Zum Hintergrund der Studie: Wer hat wen befragt, wer finanziert?
Die Studie „Wertschätzung für die Landwirtschaft nach dem Corona-Schock“ wurde durchgeführt von der „Lönneker & Imdahl rheingold salon GmbH & Co KG“ in Köln.
Wesentliche Bestandteile der Untersuchung waren Online-Gruppen- und Einzelinterviews sowie Online-Befragungen von 500 Verbraucher(inne)n (repräsentativ) sowie mehr als 100 Landwirt(inn)en im Sommer dieses Jahres.
Finanziert wurde die Untersuchung von der Stiftung Westfälische Landschaft, vom Deutschen Bauernverband sowie von der Stiftung LV Münster des Landwirtschaftsverlages.
Ein neuer Ansatz
Die Verbraucher erkennen an der Landwirtschaft eine neue Seite, die ihnen bisher nicht bewusst ist. Technische Entwicklung eröffnet die Möglichkeit, nachhaltig und schonend zu wirtschaften, ohne dass Versorgungssicherheit und Bezahlbarkeit gefährdet werden.
Nicht nur das Wortspiel, das hinter dem Begriff Zukunft-Bauer hervorlugt (Wir bauen die Zukunft/Wir sind die Bauern der Zukunft), gefällt den Landwirten. Sie fühlen sich in ihrem Selbstverständnis bestätigt. Die Verbraucher wiederum werden von neuen Aspekten der Landwirtschaft überrascht und nicht immer wieder in die Rolle der Bullerbü-Liebhaber gedrängt. Deshalb, so Lönneker, bietet dieses Narrativ das Potenzial, das Bild der Landwirtschaft weiterzuentwickeln.
Das ist ein neuer Ansatz. Vergessen darf man bei der Diskussion über das Verhältnis von Landwirten und Verbrauchern jedoch nicht, dass der Absatz der erzeugten Lebensmittel zum ganz überwiegenden Teil nicht direkt erfolgt, sondern über Weiterverarbeiter (Schlachter, Fleischwarenhersteller, Molkereien, Mühlen, Bäckereien usw.) sowie letztlich über den Lebensmitteleinzelhandel (LEH). Wichtigstes Kriterium beim Einkauf ist für den LEH immer noch der Preis, danach kommt lange nichts. Jedoch werden immer mehr auch Ökologie, Nachhaltigkeit, Regionalität usw. in den Vordergrund gestellt. Dabei geht es dann um neue Angebotsformen oder Zukunftstechnologien.

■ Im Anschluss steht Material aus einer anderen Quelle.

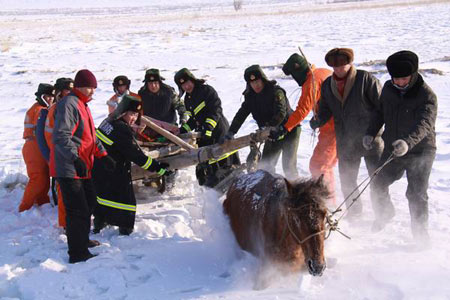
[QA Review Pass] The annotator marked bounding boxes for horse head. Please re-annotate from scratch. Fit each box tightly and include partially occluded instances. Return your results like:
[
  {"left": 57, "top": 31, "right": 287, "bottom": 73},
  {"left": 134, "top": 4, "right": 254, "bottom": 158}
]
[{"left": 285, "top": 175, "right": 329, "bottom": 276}]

Lönneker und seine Mitstreiter empfehlen den Organisationen der Landwirte,
- zunächst sozusagen intern ihre Kräfte zu bündeln, um das Bild der Zukunfts-Bauer erfolgreich umsetzen zu können.
- Im zweiten Schritt müsste die Öffentlichkeitsarbeit strategisch darauf abgestimmt und koordiniert werden.
- Als Drittes sollte ein Zentrum für die Beziehung und die Kooperation mit dem LEH bzw. den Weiter- und Zwischenverarbeitern eingerichtet werden,
Raus aus der Defensive
Klar ist, dass der LEH nicht umgangen werden kann. Aber wenn die Landwirtschaft mit der Verbraucherschaft ordentlich kommuniziert und dort Themen setzt, auf die der Handel reagieren muss, dann wird man auch dort Kooperationsbereitschaft finden, meint Lönneker. Das schafft eine andere Verhandlungsposition.
Ohne Verbündete wird das Konzept der Zukunft-Bauer nicht funktionieren. Idealerweise wäre eine Verbraucherorganisation mit im Boot. Dafür müssten aber noch einige Vorbehalte oder Vorurteile abgebaut werden.